Mee also observed that crop production was proportionally much less affected by this economic disruption, suggesting that fertilizers had been applied in excess of requirements and with considerable wastage.
The turn of events also provided the Black Sea community with an empirical basis for identifying a loading cap below which hypoxia would be unlikely, without reliance on a model and all of its assumptions. The Istanbul Commission for the Protection of the Black Sea and the International Commission of the Protection of the Danube have therefore set as a goal of not exceeding the 1997 nutrient loading levels as the region economically recovers and develops. This is an unimaginably difficult task given the fact that in a number of countries environmental agencies have been reduced in size and demoted in status, as well as the elimination of funding for research institutions as new democracies struggle for their political and economic future.

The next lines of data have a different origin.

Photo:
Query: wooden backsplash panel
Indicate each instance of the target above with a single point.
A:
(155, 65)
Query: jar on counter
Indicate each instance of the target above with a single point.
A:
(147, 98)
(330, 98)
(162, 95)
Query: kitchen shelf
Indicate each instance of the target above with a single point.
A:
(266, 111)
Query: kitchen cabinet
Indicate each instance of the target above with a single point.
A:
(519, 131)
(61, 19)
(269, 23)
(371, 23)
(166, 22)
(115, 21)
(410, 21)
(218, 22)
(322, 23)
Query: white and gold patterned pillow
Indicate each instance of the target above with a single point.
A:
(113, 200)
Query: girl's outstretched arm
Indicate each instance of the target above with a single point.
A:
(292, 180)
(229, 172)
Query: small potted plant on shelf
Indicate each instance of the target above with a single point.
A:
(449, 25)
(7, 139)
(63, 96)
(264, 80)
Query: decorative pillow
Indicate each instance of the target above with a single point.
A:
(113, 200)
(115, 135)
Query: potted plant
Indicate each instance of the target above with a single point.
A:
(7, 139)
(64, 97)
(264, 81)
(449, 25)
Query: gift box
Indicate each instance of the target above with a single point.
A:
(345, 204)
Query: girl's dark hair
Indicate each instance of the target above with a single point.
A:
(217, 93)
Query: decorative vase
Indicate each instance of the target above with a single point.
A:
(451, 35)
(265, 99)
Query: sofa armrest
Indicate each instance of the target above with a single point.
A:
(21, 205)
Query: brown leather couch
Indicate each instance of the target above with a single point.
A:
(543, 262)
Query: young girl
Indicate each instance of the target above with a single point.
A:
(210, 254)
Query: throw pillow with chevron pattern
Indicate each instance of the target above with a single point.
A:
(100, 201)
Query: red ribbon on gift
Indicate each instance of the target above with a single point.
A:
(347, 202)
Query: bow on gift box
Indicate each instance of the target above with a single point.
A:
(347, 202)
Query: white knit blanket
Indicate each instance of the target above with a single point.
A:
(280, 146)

Here are the lessons I took home, along with a few souvenirs from Berlin. (Unfortunately relics of the Wall proved far too expensive, not to mention too heavy.) First, we in the Chesapeake have a much easier challenge than our European counterparts. As big as it seems to us, the catchment area of the Chesapeake is only approximately the same size as that of the Rhine. Our scientific and management firepower per unit area is enormously greater (and, thank goodness, is regularly paid). We are just six states and a national capital in one relatively homogeneous, extraordinarily prosperous and largely monolingual nation. And, frankly, our goals are not as ambitious.
Second, as with the Chesapeake, the idealistic goals set for the North and Baltic seas in 1987-1988 have not yet been fully met. Much progress has been made, though, particularly with regard to phosphorous, and to some extent by treatment of point sources of nitrogen.
Third, successes in the reduction of nonpoint sources, particularly of nitrogen, have been more limited except where dramatically changed economic conditions in Eastern Europe resulted in a drastic reduction in fertilizer application and intense animal farming. In Western Europe, the implementation of agricultural management practices called for by the European Commission’s Nitrate Directive has not yet yielded the hoped-for reductions in loadings to rivers. While this may in part be due to the lag time associated with groundwater movement, the perestroika experiment in the Danube basin indicates that the response of water quality to reductions in nutrient losses from agriculture in large river basins can be surprisingly quick (a few years). This calls into question the effectiveness of various nitrogen management practices.
Finally, an analysis of results thus far in the Baltic Sea and North Sea rivers indicates that the ambitious nitrogen reduction goals are unlikely to be met by point and conventional nonpoint source controls. In both cases, it has been concluded that wetland and river basin restoration to reinstate nutrient traps and a more aggressive reduction of atmospheric sources of nitrogen are required.
Suggested Reading
- Jansson, B.-O. and K. Dahlberg. 1999. “The Environmental Status of the Baltic Sea in the 1940s, Today and in the Future.” Ambio 28: 312-319.
- Dittman, S. (ed.). 1999. “The Wadden Sea Ecosystem: Stability Properties and Mechanisms.” Springer Verlag, Berlin.
- Mee, L.D. and G. Topping (eds.). 1999. “Black Sea Pollution Assessment. Black Sea Environmental Series Vol. 10.” UN Publications, New York.